As we can see from these three examples, the output of the word count application is actually a continuous stream of updates, where each output record is an updated count of a single word (i.e. record key) such as `book`. For multiple records with the same key, each later record is an update of the previous one.

The reason that each word only appears once in the output is that we enabled log compaction for the `streams-wordcount-output` topic. Log compaction only retains the last known value for each record key and will delete the old duplicates, so it can save some space.

(If you want to keep playing with your word count application and need some more inspiring lines of text, see [here](https://en.wikiquote.org/wiki/Franz_Kafka#Quotes) for more quotes by Franz Kafka, the novelist after whom Kafka was named.)

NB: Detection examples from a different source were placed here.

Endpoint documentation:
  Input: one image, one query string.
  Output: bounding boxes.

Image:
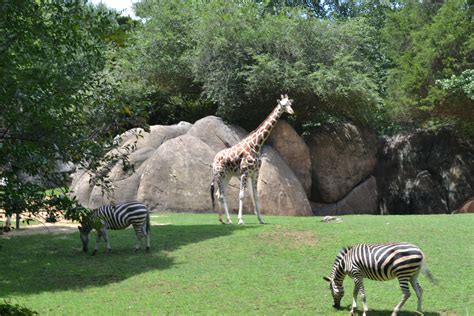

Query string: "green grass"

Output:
[0,214,474,315]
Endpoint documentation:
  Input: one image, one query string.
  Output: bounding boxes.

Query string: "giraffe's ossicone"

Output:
[210,94,294,225]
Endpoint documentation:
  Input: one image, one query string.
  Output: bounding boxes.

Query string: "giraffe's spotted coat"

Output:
[211,95,293,224]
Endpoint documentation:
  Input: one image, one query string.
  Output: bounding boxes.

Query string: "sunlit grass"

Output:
[0,214,474,315]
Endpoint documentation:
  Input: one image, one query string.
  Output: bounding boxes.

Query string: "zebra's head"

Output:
[77,222,92,252]
[323,277,344,308]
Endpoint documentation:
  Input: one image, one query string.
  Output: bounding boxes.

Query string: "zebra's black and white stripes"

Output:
[78,202,150,255]
[324,243,432,316]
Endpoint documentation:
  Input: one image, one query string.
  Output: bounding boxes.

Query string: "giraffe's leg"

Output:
[410,275,423,314]
[217,177,232,224]
[392,279,410,316]
[250,173,265,224]
[238,172,248,225]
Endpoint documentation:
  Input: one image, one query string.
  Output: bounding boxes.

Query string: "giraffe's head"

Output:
[277,94,295,114]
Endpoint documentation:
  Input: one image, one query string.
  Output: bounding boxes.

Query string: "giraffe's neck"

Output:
[246,105,284,153]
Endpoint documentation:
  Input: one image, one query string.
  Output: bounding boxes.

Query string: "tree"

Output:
[0,1,146,221]
[384,0,474,133]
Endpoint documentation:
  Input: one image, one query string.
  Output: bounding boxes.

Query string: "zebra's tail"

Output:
[421,261,438,284]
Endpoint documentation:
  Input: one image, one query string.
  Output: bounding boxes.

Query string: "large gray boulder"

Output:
[311,176,379,216]
[188,116,247,152]
[71,122,191,208]
[375,130,474,214]
[308,123,379,203]
[73,117,311,215]
[268,120,311,196]
[257,146,312,216]
[137,135,219,212]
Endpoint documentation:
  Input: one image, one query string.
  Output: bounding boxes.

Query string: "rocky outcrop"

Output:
[308,123,378,204]
[268,120,311,196]
[188,116,247,152]
[257,146,312,215]
[375,130,474,214]
[72,116,311,215]
[312,176,379,216]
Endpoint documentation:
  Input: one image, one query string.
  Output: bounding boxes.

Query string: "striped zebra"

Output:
[78,202,150,255]
[324,243,434,316]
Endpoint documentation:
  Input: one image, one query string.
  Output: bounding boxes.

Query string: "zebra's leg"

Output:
[142,220,150,252]
[410,275,423,315]
[102,228,112,252]
[392,279,410,316]
[133,226,143,252]
[250,172,265,224]
[238,172,248,225]
[92,229,102,256]
[351,274,369,316]
[351,285,359,315]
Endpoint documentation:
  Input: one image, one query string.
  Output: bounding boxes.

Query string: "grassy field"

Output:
[0,214,474,315]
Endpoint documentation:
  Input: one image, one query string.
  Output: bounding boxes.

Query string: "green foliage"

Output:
[0,301,38,316]
[123,0,474,133]
[190,2,378,128]
[0,1,148,217]
[0,214,474,316]
[384,0,474,132]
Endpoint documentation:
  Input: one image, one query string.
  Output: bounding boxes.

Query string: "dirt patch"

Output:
[259,227,318,248]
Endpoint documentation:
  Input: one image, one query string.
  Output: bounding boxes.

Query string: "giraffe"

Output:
[210,94,294,225]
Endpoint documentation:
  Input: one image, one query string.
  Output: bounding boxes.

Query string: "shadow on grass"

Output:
[0,225,258,297]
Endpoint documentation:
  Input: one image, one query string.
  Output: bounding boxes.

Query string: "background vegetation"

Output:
[0,214,474,316]
[0,0,474,220]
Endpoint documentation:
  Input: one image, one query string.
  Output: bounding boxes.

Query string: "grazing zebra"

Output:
[78,202,150,255]
[324,243,433,316]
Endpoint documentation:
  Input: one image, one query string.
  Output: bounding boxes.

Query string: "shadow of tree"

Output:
[0,224,258,297]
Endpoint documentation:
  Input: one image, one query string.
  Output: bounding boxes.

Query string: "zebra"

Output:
[78,202,150,255]
[324,243,434,316]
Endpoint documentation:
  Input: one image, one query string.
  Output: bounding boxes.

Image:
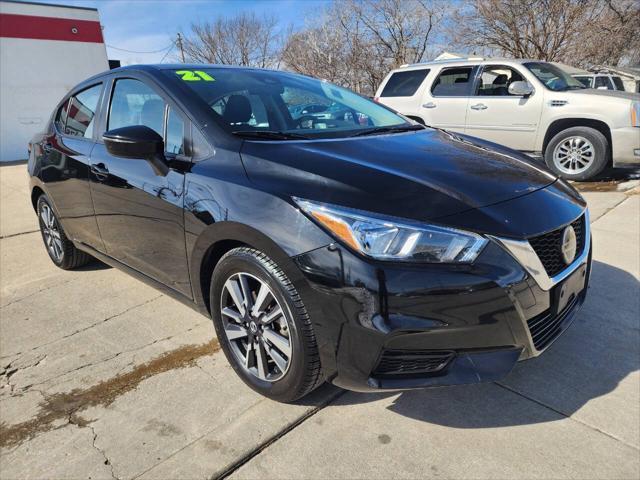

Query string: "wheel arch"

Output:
[542,118,611,158]
[31,185,44,212]
[190,221,310,314]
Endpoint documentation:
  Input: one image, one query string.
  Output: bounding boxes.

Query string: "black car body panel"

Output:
[28,66,591,390]
[241,129,555,221]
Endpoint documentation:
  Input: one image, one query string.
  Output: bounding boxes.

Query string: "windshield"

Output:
[524,62,586,92]
[166,68,413,139]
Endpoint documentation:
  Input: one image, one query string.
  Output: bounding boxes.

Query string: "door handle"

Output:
[90,162,109,180]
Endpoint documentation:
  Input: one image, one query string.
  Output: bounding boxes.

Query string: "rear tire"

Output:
[544,127,609,182]
[209,247,322,402]
[36,194,93,270]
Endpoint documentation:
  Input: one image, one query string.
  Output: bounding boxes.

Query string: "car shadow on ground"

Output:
[338,262,640,429]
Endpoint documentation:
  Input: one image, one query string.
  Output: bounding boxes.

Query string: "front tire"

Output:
[544,127,609,182]
[209,247,322,402]
[36,194,92,270]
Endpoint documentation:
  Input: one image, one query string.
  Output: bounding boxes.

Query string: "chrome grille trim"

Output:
[488,208,591,291]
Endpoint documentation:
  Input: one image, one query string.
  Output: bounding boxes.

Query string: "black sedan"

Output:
[28,65,591,401]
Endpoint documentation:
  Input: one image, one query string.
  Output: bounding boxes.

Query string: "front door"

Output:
[466,65,543,151]
[90,78,191,297]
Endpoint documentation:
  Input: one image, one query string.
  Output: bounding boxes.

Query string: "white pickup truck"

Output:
[375,58,640,180]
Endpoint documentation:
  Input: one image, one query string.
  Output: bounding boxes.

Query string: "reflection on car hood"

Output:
[241,129,556,221]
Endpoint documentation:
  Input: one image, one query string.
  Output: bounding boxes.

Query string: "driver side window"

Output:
[107,78,165,137]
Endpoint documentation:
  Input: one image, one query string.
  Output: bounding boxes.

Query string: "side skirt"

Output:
[74,242,209,317]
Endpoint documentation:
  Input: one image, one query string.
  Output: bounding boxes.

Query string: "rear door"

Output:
[420,66,476,133]
[91,77,191,297]
[466,65,543,151]
[38,83,104,251]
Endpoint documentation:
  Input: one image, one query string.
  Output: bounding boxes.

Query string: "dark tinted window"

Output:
[611,77,624,91]
[55,99,71,133]
[574,77,591,88]
[476,66,524,97]
[594,77,613,90]
[164,109,184,155]
[380,69,429,97]
[431,67,473,97]
[64,84,102,138]
[107,78,165,136]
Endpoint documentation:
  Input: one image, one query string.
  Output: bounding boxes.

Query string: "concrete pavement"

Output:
[0,165,640,479]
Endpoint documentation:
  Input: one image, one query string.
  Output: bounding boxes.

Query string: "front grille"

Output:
[373,350,455,376]
[529,215,584,277]
[527,296,578,350]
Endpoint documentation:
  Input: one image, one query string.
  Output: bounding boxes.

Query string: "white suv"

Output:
[375,59,640,180]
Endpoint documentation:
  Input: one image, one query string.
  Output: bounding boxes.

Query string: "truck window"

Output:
[431,67,473,97]
[380,68,429,97]
[574,75,592,88]
[476,66,524,97]
[611,77,624,92]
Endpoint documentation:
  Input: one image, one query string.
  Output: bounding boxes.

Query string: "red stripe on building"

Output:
[0,13,103,43]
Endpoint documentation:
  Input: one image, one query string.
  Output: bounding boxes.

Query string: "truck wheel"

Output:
[37,194,93,270]
[544,127,609,181]
[210,247,322,402]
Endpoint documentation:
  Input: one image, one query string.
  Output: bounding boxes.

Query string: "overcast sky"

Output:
[29,0,331,65]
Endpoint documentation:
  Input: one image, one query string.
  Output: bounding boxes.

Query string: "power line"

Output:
[158,45,174,63]
[105,43,173,53]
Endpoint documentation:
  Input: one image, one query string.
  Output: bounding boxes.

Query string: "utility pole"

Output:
[176,33,184,63]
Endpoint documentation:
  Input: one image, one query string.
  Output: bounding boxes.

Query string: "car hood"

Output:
[241,129,556,225]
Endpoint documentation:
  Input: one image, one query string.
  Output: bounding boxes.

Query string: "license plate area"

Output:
[552,264,587,315]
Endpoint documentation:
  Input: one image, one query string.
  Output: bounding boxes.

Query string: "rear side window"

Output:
[431,67,473,97]
[108,78,165,137]
[64,84,102,138]
[380,69,429,97]
[611,77,624,91]
[574,77,591,88]
[595,77,613,90]
[55,98,71,133]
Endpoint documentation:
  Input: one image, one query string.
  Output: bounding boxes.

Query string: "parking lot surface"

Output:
[0,165,640,479]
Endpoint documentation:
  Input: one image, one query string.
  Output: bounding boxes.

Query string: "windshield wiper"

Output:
[349,125,425,137]
[231,130,310,140]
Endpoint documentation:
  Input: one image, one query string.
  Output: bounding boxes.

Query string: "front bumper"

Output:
[294,213,591,391]
[611,127,640,167]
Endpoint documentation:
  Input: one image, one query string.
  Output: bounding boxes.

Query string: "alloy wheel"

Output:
[220,272,292,382]
[553,136,595,175]
[40,203,64,263]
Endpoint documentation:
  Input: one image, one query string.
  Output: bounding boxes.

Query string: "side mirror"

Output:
[102,125,169,176]
[508,81,533,97]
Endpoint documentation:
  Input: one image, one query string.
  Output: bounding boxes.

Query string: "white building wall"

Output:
[0,2,109,162]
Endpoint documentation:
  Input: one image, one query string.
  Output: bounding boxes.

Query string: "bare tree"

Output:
[452,0,640,65]
[184,12,281,68]
[283,0,448,94]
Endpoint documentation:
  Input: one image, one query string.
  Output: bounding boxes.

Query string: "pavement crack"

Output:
[0,278,75,308]
[494,382,640,451]
[210,390,347,480]
[0,229,40,240]
[1,294,163,371]
[0,338,220,448]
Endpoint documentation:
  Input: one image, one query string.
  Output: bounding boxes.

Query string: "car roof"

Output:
[392,57,540,72]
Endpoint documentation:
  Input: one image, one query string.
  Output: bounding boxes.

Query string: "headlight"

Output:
[294,198,487,263]
[631,101,640,127]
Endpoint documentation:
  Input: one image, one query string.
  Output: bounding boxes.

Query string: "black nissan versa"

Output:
[29,65,591,401]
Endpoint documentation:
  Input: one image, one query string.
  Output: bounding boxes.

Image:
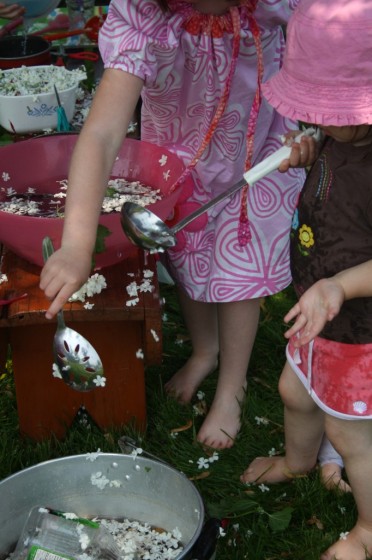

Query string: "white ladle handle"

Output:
[243,128,318,185]
[171,128,317,233]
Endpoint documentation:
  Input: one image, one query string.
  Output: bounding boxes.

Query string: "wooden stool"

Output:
[0,250,162,440]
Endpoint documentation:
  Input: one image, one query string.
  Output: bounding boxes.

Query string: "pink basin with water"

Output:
[0,134,192,268]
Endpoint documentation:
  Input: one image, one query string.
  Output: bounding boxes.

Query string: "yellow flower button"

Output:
[298,224,314,248]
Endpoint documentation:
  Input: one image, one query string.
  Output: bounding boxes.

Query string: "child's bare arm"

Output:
[284,260,372,346]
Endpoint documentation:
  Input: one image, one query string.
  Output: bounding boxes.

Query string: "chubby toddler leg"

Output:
[165,291,219,403]
[197,299,260,449]
[321,416,372,560]
[318,436,351,492]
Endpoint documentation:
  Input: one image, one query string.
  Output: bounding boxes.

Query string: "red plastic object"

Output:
[0,133,192,268]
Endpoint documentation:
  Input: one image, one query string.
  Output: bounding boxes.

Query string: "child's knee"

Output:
[279,362,317,412]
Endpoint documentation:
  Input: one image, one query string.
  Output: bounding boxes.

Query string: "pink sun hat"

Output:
[262,0,372,126]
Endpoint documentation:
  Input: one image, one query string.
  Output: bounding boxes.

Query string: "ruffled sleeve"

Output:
[99,0,174,84]
[255,0,301,28]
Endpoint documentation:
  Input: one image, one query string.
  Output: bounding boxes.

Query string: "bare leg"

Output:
[198,299,260,449]
[240,362,324,483]
[321,416,372,560]
[165,291,218,403]
[318,436,351,492]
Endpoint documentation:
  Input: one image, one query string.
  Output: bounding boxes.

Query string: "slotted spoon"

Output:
[43,237,104,391]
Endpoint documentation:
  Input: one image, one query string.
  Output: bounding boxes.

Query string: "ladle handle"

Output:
[170,179,247,233]
[171,128,318,233]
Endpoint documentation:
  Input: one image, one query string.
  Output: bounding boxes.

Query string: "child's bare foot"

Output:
[165,356,218,403]
[320,463,352,492]
[197,393,245,449]
[320,523,372,560]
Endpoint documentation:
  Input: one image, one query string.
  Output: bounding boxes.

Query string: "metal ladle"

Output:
[121,128,317,253]
[43,237,104,391]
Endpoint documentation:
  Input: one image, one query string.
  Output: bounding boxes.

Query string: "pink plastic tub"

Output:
[0,134,192,268]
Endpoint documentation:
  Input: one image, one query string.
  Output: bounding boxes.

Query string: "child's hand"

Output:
[284,277,345,347]
[0,2,25,19]
[279,130,319,173]
[40,247,92,319]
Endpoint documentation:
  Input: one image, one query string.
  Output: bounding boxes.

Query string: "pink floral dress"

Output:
[99,0,304,302]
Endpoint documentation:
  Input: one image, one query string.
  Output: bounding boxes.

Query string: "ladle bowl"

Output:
[42,237,104,392]
[121,128,317,253]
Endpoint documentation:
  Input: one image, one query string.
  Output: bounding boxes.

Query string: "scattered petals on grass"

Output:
[189,471,211,480]
[93,375,106,387]
[254,416,269,426]
[218,527,226,538]
[150,329,160,342]
[171,420,192,434]
[197,457,209,469]
[130,447,143,460]
[306,515,324,531]
[136,348,145,360]
[69,273,107,305]
[52,364,62,379]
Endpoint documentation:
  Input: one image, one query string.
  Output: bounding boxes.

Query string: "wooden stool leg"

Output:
[0,328,9,375]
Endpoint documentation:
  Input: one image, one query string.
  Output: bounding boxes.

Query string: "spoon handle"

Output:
[170,179,247,233]
[170,128,317,233]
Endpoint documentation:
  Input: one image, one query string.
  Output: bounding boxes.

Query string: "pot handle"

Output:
[191,517,221,560]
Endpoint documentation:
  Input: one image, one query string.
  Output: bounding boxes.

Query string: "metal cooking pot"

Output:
[0,453,204,560]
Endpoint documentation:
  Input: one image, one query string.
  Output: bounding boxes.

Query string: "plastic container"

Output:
[13,506,120,560]
[2,0,60,19]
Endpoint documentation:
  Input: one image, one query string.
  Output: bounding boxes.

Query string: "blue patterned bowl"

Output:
[0,66,79,134]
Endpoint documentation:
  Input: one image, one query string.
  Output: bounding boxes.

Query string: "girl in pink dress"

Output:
[41,0,309,448]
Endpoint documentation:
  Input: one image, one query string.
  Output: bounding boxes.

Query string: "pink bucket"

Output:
[0,133,192,268]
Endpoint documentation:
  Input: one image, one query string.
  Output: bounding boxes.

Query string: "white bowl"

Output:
[0,66,84,134]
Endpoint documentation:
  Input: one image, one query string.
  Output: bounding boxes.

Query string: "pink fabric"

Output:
[262,0,372,126]
[287,337,372,420]
[100,0,304,301]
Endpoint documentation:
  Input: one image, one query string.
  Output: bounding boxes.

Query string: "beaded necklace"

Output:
[170,0,263,246]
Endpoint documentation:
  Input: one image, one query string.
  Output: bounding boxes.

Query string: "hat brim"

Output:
[262,68,372,126]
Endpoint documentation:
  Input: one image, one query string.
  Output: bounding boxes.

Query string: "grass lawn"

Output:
[0,286,356,560]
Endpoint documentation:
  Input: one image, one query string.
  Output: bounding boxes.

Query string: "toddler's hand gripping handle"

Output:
[243,128,317,185]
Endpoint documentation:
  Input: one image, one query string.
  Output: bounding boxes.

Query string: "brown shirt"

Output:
[291,139,372,344]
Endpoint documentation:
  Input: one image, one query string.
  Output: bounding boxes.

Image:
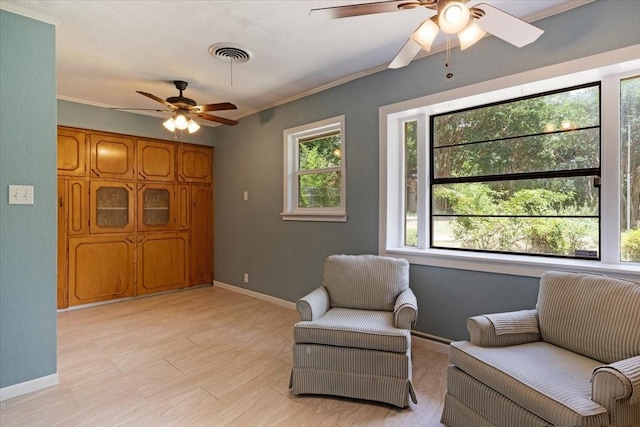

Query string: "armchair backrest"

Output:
[536,271,640,363]
[322,255,409,311]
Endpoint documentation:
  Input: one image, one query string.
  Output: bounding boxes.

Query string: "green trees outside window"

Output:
[298,132,342,208]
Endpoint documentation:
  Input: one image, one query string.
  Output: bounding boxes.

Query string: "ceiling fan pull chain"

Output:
[444,35,453,79]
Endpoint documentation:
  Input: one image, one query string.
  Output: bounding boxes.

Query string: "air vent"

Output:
[209,43,251,64]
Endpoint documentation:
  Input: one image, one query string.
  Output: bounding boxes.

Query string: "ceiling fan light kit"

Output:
[310,0,544,71]
[438,1,471,34]
[136,80,238,133]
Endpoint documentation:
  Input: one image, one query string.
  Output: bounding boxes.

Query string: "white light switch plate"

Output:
[9,185,33,205]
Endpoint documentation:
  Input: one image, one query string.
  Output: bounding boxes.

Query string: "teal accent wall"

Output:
[0,0,640,394]
[215,0,640,340]
[0,11,57,388]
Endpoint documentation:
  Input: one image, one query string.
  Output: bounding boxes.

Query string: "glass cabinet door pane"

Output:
[96,187,129,228]
[142,188,170,226]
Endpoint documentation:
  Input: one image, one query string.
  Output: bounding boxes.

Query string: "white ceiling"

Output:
[0,0,592,125]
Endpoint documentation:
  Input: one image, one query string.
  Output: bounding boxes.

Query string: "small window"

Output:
[282,116,346,221]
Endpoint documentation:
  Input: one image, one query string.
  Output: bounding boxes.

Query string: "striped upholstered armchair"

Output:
[290,255,418,407]
[442,271,640,427]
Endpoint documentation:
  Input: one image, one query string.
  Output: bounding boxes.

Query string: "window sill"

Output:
[380,247,640,281]
[280,212,347,222]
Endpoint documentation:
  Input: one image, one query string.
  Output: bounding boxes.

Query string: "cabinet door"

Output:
[69,234,135,305]
[57,178,69,308]
[138,183,176,231]
[89,180,136,233]
[91,134,135,180]
[176,185,191,230]
[57,128,87,176]
[191,185,213,285]
[178,145,213,184]
[138,139,176,182]
[66,179,89,236]
[136,232,189,295]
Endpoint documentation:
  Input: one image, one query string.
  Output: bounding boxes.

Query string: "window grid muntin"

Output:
[428,81,602,261]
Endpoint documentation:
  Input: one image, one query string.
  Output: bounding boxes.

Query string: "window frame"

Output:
[378,45,640,279]
[281,115,347,222]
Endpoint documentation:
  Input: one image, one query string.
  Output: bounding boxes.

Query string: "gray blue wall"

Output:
[0,0,640,394]
[210,0,640,339]
[0,11,57,387]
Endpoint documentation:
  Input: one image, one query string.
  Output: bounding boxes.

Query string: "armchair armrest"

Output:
[393,288,418,329]
[296,286,330,321]
[591,356,640,411]
[467,310,540,347]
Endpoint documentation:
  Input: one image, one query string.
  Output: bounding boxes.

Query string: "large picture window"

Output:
[283,116,346,221]
[430,84,601,258]
[379,46,640,277]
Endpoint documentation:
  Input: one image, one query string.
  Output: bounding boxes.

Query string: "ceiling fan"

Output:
[309,0,544,68]
[134,80,238,133]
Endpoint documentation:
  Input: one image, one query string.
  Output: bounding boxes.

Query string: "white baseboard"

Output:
[0,373,59,402]
[213,280,296,310]
[213,281,449,354]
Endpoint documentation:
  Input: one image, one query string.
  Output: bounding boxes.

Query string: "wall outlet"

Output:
[9,185,33,205]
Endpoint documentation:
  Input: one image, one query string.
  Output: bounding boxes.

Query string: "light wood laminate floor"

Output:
[0,286,448,427]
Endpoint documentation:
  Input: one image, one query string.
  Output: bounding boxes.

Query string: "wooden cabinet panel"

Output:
[178,145,213,184]
[191,185,213,285]
[176,185,191,230]
[90,134,135,180]
[137,139,176,182]
[66,179,89,236]
[57,128,87,176]
[89,180,136,233]
[136,232,189,295]
[138,183,176,231]
[69,235,135,305]
[57,178,69,308]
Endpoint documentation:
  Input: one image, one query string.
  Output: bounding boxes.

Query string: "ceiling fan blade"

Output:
[474,3,544,47]
[136,90,178,111]
[191,102,238,113]
[108,107,172,113]
[309,0,410,19]
[194,113,238,126]
[388,39,422,68]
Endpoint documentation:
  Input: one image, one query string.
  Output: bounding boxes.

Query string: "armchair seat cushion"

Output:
[450,341,609,426]
[293,308,411,354]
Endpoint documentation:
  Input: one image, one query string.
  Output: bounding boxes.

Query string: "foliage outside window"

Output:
[430,85,600,258]
[620,76,640,262]
[380,52,640,277]
[283,116,346,221]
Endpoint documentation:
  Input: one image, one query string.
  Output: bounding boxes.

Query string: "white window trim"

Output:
[378,45,640,280]
[281,115,347,222]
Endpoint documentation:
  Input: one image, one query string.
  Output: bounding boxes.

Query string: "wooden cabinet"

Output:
[58,128,87,176]
[90,134,135,180]
[68,179,89,236]
[137,139,176,182]
[138,183,176,231]
[137,232,189,295]
[57,178,69,308]
[191,185,213,285]
[57,126,213,308]
[178,145,213,184]
[176,185,191,230]
[69,234,135,305]
[89,181,136,233]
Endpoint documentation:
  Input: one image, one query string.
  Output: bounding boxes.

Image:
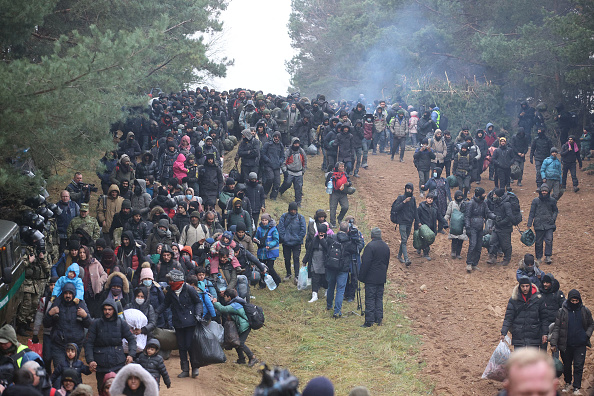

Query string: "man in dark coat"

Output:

### 5.3 Understanding stream processing

The diagram below illustrates what is happening behind the scenes. The first column shows the word stream `KStream` that results from the incoming stream of text lines. The second column shows the evolution of the current state of the `KTable` that is counting word occurrences. The third column shows the stream `KStream` consisting of change records that result from state updates to the `KTable` and that are being sent to the output Kafka topic `streams-wordcount-output`.

![](assets/streams.png)

With the first few words, the `KTable` is being built up as each new word results in a new table entry (highlighted with a green background), and a corresponding change record is sent to the downstream `KStream`. Then, when words start repeating (such as the word `a`), existing entries in the `KTable` start being updated. And again, change records are being sent to the output topic.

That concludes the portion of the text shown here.